Alabamians could have wine, beer and liquor shipped to their homes under a new bill
A new bill in the Legislature would allow Alabamians to have beer, wine and spirits delivered to their homes.
Presented by Senator Jabo Wagoner, Senate Bill 126 would allow licensed businesses to deliver sealed beer, wine and spirits from certain licensed retail establishments. Representative Gil Isbell introduces an accompanying bill in the House.
In order to receive a license, qualified businesses would have to file an application with the Alcoholic Beverage Control Board and pay a non-refundable filing fee of $ 100 as well as a license fee of $ 1,000.
Restaurants could apply for a license to deliver alcohol. However, all alcohol deliveries must be accompanied by a meal.
The bill also lists a number of restrictions on alcohol deliveries, depending on the drink.
BEER: Beer, with the exception of draft beer, could be sold in containers of any size, as long as the total quantity delivered did not exceed 48 12-ounce containers of beer per customer in 24 hours.
DRAFT BEER: Draft beer could be sold according to council rules, as long as the total quantity delivered did not exceed 288 ounces per customer in a single 24-hour period. Draft beer could only be delivered to where it was permitted.
WINE: Wine could be sold in containers of any size, as long as the total quantity delivered did not exceed 4,500 milliliters or the equivalent of six 750 milliliter bottles of wine per customer in a single period of time. 24 hours.
MINDS: Licensed businesses may sell spirits in any size of bottle, as long as the total quantity sold does not exceed 1,750 milliliters per customer in a single 24-hour period. However, restaurants cannot deliver more than 375 milliliters of spirits per customer in a single 24-hour period.
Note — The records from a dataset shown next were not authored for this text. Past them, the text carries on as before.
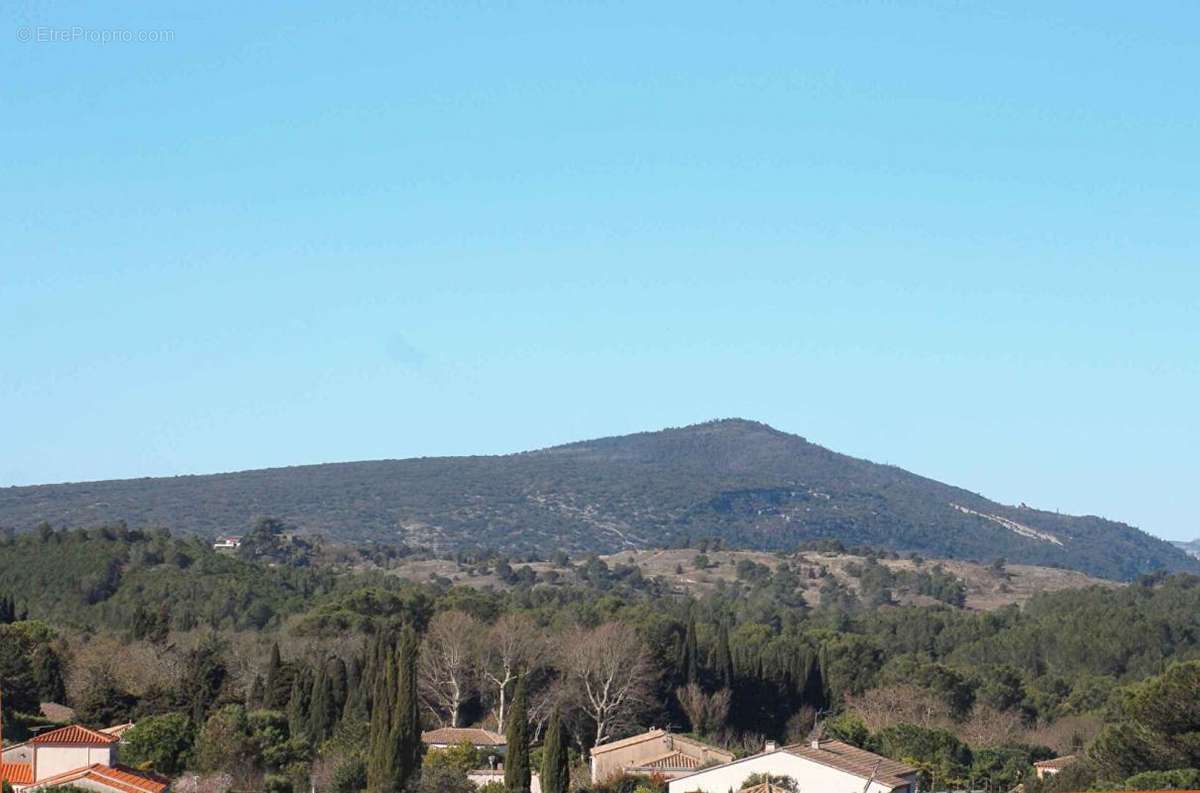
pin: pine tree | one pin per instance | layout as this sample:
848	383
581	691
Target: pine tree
407	720
516	764
556	763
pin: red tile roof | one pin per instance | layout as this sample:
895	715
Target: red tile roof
671	762
17	773
453	736
75	736
1057	763
117	778
855	761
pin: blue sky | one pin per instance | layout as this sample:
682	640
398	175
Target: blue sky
955	236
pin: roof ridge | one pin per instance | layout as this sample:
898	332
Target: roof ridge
73	734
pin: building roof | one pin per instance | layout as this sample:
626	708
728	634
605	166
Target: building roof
653	734
115	778
75	736
118	731
1057	763
474	736
855	761
673	761
17	773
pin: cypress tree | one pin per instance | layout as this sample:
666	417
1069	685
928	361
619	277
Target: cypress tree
724	656
339	688
321	719
257	692
516	764
276	691
407	720
689	666
556	763
382	757
298	706
357	694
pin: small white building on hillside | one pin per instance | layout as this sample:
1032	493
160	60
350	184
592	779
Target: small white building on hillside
817	767
75	756
654	752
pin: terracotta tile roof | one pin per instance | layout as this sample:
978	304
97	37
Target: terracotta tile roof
671	762
1057	763
75	736
17	773
628	742
855	761
115	778
118	731
699	748
475	736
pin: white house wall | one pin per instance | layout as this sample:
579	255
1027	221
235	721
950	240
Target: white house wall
53	761
810	778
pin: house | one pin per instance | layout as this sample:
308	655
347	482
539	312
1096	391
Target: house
1051	767
655	751
78	756
485	740
826	766
485	775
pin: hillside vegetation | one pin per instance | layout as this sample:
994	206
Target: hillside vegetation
280	647
741	481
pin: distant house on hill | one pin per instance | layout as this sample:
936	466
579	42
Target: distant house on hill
1050	767
481	739
816	766
76	756
227	544
655	751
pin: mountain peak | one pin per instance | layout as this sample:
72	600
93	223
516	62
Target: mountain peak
736	479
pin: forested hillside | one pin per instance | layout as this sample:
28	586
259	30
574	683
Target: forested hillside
741	481
265	665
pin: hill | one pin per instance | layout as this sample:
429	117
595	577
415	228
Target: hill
983	588
742	481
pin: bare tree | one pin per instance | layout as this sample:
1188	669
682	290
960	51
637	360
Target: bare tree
988	726
609	674
513	648
448	670
891	706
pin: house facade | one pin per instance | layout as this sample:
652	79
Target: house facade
1050	767
827	766
655	751
485	740
77	756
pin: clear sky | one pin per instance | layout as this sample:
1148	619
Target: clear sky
957	236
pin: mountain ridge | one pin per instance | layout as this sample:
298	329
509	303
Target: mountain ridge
743	481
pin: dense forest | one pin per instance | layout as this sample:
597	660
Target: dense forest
743	481
267	667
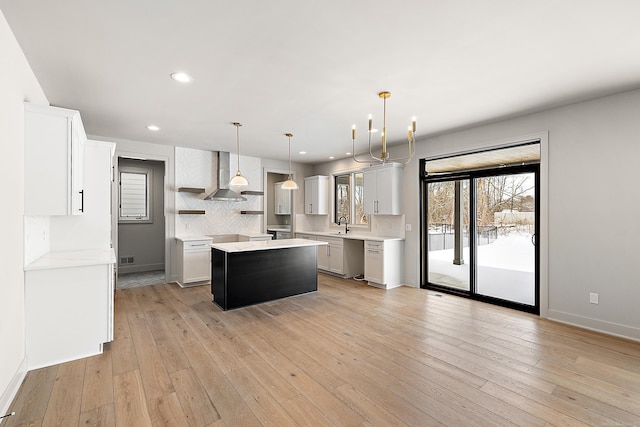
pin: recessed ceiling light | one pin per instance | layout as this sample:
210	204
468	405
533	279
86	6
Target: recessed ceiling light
181	77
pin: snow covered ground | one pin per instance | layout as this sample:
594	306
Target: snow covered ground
506	269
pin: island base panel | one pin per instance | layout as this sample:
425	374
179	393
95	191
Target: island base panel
245	278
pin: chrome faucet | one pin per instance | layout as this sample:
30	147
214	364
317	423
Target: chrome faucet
346	223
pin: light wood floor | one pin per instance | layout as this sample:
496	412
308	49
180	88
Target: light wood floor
346	355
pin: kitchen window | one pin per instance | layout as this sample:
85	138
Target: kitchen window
135	195
348	198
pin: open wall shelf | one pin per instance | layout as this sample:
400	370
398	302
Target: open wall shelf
190	190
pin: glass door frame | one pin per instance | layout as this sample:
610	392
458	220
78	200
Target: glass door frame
425	179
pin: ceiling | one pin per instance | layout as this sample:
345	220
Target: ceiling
314	68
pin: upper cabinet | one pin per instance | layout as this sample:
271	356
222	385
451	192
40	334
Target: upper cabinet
316	195
54	146
383	189
282	200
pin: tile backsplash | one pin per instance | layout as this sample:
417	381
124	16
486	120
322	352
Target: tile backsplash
198	168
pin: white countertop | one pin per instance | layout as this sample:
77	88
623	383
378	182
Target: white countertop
193	238
350	235
64	259
265	245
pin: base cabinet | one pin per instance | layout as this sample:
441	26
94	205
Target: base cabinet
383	263
69	313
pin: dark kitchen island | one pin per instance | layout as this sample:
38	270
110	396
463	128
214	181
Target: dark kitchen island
246	273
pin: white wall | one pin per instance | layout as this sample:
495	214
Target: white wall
17	84
593	206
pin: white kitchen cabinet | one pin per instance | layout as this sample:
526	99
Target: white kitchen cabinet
316	195
194	262
53	166
282	200
383	263
383	189
68	308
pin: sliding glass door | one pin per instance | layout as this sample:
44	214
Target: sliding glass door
448	234
505	237
479	235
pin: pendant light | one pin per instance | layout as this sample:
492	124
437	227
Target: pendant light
289	184
238	180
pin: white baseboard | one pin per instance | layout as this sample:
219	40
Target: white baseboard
123	269
12	388
596	325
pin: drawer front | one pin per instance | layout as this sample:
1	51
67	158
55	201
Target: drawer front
332	241
374	245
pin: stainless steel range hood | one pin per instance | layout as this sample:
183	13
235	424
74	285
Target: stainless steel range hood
223	193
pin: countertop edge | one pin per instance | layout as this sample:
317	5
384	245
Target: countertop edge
66	259
234	247
351	236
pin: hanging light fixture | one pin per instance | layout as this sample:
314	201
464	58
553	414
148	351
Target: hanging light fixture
289	184
384	154
238	180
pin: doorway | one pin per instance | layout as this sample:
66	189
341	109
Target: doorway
140	223
479	235
279	206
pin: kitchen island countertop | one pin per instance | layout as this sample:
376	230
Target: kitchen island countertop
264	245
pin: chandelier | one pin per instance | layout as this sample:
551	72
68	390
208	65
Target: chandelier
384	154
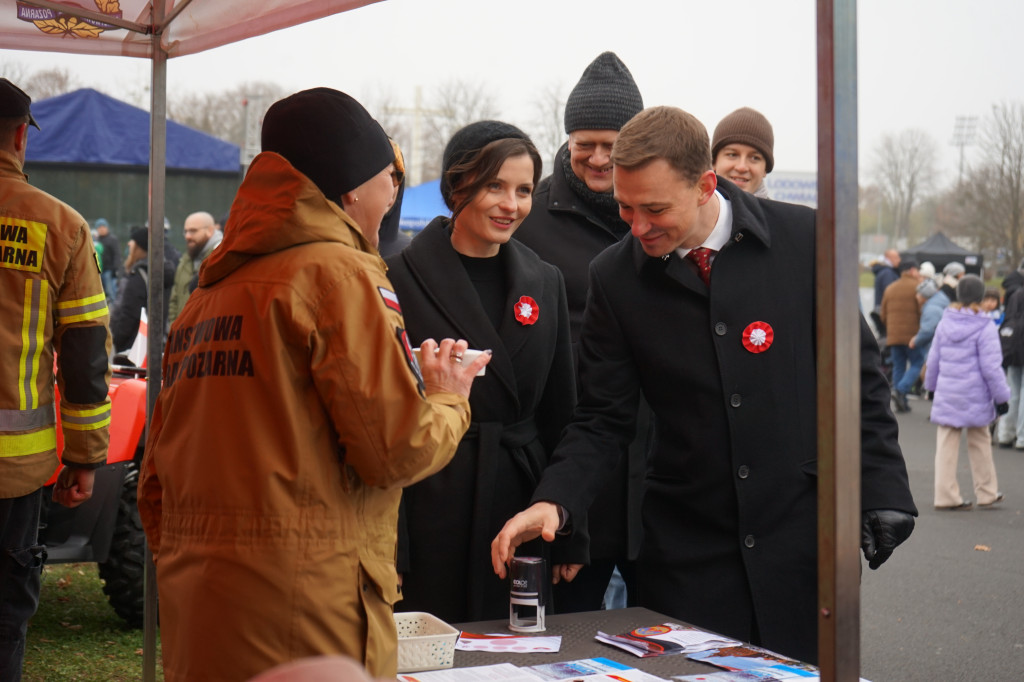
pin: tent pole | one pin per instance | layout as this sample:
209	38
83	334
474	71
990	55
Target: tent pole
839	347
156	303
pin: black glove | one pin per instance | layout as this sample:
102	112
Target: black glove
882	531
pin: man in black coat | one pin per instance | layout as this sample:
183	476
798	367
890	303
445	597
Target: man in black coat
133	291
722	344
574	218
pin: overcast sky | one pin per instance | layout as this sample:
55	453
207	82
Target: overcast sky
922	62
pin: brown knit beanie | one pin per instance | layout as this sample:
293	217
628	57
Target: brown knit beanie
745	126
605	97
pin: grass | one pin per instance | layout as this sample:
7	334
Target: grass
76	635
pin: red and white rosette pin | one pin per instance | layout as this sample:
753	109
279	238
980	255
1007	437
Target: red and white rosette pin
526	310
758	337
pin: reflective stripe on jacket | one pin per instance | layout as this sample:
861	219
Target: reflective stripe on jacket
290	418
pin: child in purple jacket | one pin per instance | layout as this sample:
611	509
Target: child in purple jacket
965	370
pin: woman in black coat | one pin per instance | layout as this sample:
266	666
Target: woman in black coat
466	279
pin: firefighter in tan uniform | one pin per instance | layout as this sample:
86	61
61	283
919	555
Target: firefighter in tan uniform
52	304
293	413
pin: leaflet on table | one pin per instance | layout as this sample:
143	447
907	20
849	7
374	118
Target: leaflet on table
668	638
775	673
748	656
591	669
508	643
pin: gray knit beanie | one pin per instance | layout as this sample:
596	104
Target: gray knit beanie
466	143
605	97
745	126
970	290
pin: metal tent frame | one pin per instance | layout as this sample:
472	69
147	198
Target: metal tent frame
157	34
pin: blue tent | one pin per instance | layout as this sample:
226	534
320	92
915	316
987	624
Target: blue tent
88	127
420	205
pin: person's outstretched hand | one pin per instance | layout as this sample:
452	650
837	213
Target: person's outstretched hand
882	531
540	519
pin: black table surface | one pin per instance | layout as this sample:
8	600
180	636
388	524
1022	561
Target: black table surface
578	631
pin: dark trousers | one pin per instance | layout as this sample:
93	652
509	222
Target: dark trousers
586	592
20	566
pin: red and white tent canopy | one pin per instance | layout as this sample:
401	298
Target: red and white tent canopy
125	28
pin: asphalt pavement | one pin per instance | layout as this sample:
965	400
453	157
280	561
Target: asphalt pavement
949	603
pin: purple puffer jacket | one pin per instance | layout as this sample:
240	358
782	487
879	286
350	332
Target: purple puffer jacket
965	370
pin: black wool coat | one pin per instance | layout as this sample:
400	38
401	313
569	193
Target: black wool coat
519	409
567	232
133	292
730	508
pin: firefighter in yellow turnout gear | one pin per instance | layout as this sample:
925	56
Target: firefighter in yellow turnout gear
52	305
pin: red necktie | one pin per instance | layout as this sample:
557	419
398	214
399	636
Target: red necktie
701	256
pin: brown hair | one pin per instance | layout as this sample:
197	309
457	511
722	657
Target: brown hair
468	177
664	132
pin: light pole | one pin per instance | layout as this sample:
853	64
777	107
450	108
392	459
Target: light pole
964	133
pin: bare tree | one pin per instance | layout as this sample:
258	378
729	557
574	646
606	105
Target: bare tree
222	114
989	206
459	103
548	123
49	83
904	170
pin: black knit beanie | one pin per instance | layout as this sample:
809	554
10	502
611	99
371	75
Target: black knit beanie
745	126
971	289
467	142
329	137
605	97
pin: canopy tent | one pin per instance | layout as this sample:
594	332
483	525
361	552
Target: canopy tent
153	31
939	250
422	204
118	135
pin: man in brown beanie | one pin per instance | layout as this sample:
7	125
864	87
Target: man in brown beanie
273	523
574	218
53	315
901	314
741	150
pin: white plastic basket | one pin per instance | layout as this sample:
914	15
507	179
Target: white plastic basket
425	642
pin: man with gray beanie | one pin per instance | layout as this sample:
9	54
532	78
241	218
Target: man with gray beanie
273	523
951	273
574	218
53	318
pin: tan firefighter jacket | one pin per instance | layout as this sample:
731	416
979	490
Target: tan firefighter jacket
52	303
291	416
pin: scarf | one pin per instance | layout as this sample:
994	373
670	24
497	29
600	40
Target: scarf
602	204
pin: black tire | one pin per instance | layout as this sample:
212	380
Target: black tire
123	572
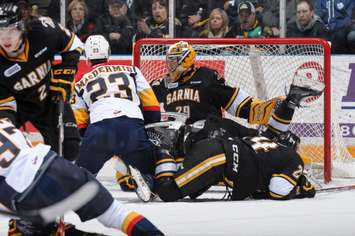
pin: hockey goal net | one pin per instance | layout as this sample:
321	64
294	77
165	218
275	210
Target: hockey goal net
265	68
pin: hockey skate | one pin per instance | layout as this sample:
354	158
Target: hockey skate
143	185
303	88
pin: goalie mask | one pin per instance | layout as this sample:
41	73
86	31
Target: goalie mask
96	48
11	27
179	58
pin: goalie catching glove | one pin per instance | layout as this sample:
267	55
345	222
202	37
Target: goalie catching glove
62	82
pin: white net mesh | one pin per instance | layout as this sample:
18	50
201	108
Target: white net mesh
265	71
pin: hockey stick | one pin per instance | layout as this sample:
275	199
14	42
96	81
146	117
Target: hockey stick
142	188
61	224
49	214
336	189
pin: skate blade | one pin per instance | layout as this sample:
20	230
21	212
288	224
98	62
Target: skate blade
142	188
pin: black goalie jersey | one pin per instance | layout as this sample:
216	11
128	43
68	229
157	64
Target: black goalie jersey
200	93
24	80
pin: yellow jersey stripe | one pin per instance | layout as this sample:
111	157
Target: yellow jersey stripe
200	169
232	99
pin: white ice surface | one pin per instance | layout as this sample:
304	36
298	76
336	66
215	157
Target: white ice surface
328	214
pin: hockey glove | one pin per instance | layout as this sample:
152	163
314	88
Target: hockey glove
62	82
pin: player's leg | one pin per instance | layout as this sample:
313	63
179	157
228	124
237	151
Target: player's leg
203	166
62	178
288	180
279	122
134	149
96	146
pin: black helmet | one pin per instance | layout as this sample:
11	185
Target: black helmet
9	14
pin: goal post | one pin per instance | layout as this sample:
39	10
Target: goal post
265	68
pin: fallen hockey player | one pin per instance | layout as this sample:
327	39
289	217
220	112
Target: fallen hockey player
35	177
254	166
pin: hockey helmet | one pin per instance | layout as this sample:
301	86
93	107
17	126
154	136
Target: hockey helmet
11	26
179	58
97	47
164	134
9	14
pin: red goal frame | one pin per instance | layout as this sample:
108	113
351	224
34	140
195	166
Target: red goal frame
276	41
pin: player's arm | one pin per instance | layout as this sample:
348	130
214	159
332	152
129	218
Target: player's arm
8	105
240	104
81	112
70	48
150	104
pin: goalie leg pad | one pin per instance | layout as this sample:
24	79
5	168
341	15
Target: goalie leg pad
260	111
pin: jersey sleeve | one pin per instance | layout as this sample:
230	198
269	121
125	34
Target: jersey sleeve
80	110
232	99
150	104
8	105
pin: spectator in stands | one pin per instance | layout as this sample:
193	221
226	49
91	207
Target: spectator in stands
157	26
218	24
231	7
96	8
248	26
194	15
116	27
78	19
271	14
337	15
307	24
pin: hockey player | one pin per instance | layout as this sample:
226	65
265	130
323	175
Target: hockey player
113	95
36	177
30	85
200	92
255	165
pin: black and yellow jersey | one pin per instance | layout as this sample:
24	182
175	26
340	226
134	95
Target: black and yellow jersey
199	93
24	79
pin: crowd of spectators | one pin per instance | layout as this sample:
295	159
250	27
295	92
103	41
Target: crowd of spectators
124	21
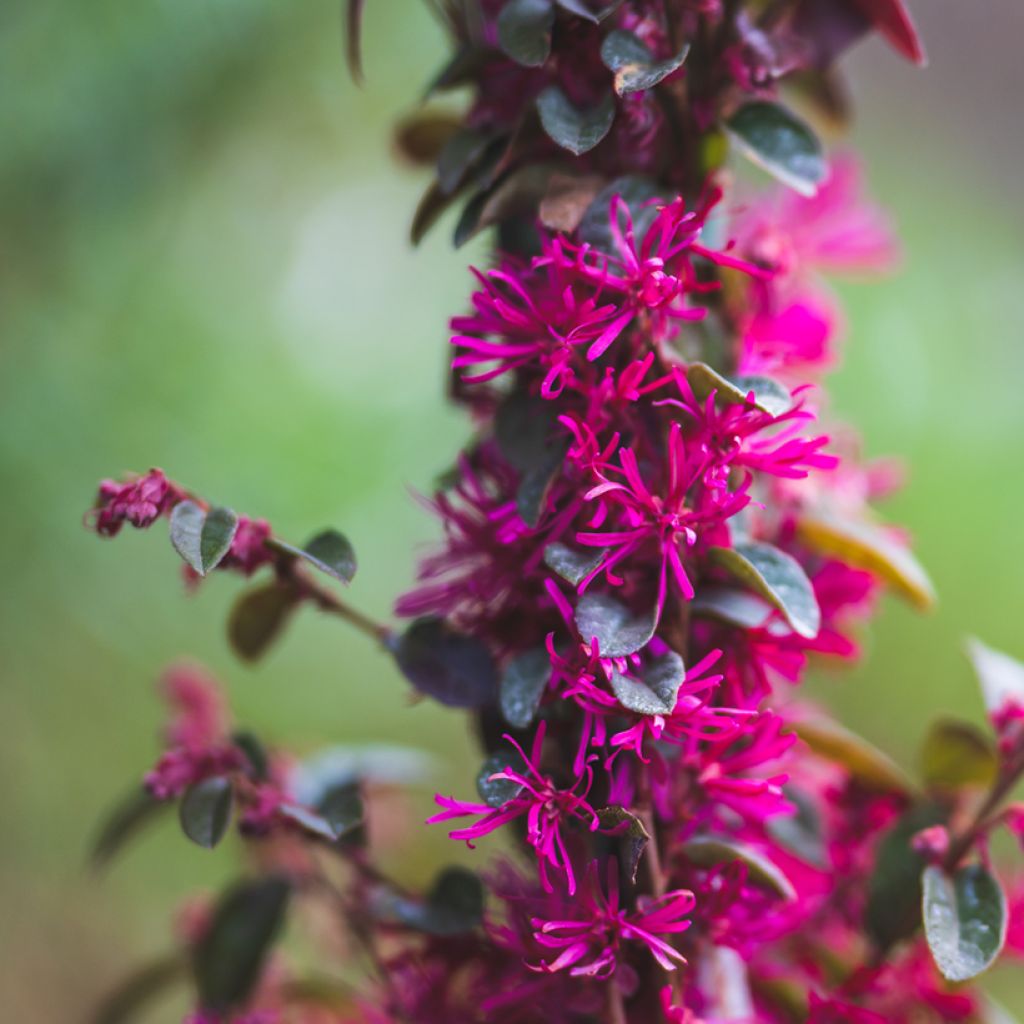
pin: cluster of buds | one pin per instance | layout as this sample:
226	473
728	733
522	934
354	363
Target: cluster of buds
649	539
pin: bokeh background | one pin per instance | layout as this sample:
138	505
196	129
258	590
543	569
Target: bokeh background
204	266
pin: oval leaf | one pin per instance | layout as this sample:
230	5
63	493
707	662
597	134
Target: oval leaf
497	792
615	629
865	763
205	811
634	65
450	667
965	920
1000	676
781	143
655	691
778	578
258	616
574	129
761	871
229	956
957	754
865	546
522	686
766	394
524	31
893	908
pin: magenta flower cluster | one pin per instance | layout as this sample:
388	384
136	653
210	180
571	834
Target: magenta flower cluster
651	537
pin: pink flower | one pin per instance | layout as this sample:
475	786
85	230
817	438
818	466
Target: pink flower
140	501
588	944
546	807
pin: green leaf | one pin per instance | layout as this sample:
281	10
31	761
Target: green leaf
616	630
778	578
329	551
524	31
574	129
629	826
865	763
781	143
736	607
1000	676
893	908
202	538
761	871
522	686
634	65
769	395
258	616
572	566
637	193
205	811
123	823
454	905
957	754
865	546
452	668
496	792
655	691
228	958
126	1003
965	920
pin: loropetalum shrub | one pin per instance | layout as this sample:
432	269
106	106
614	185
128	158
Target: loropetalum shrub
647	541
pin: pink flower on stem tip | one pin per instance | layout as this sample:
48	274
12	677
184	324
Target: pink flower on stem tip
546	806
666	517
589	943
139	501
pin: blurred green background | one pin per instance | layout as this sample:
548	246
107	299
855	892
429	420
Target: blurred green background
204	266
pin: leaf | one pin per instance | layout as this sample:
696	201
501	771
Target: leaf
655	691
707	852
802	834
572	566
450	667
202	538
454	905
497	792
736	607
865	546
965	920
353	38
769	395
329	551
616	630
522	686
634	65
574	129
1000	676
865	763
524	31
957	754
205	811
462	152
637	193
126	1001
258	616
525	430
630	826
422	137
778	578
781	143
123	823
228	958
893	908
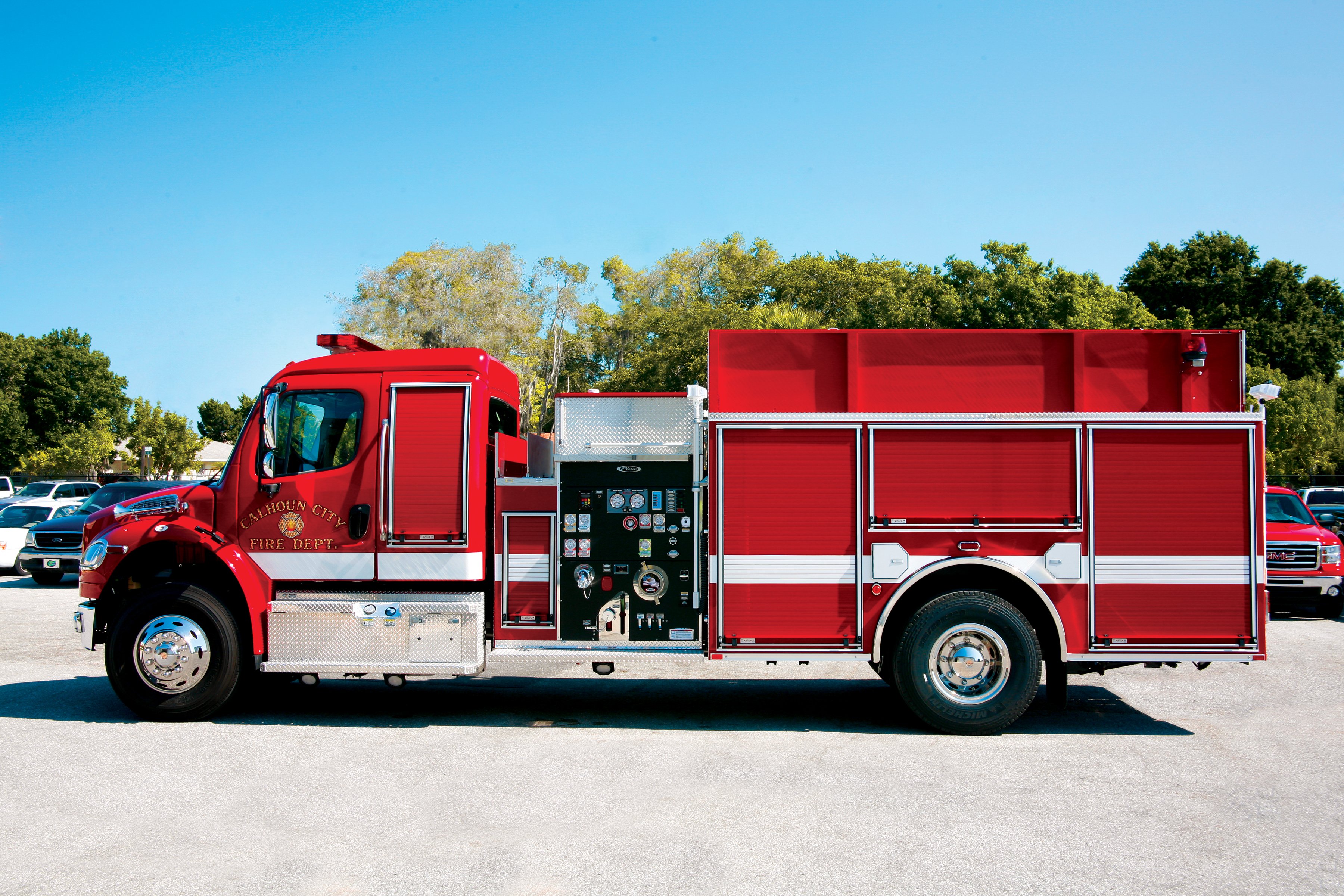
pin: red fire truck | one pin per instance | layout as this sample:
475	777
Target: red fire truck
956	508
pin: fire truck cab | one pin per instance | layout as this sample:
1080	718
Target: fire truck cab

Companies can use their employees or independent contractors to deliver alcohol. To deliver alcohol, you must be 21 years old and have a valid driver’s license. You must also undergo a background check and training program for certification.
SB 126 went 10 to 1 on the Senate Judiciary Committee.
This is not the first time that lawmakers have introduced a bill for home alcohol delivery. In 2019, Senator Andrew Jones introduced a bill that would allow beer and wine to ship direct to consumers in Alabama.
Last year, craft breweries across the state pushed for home delivery during the state-mandated stay-at-home order.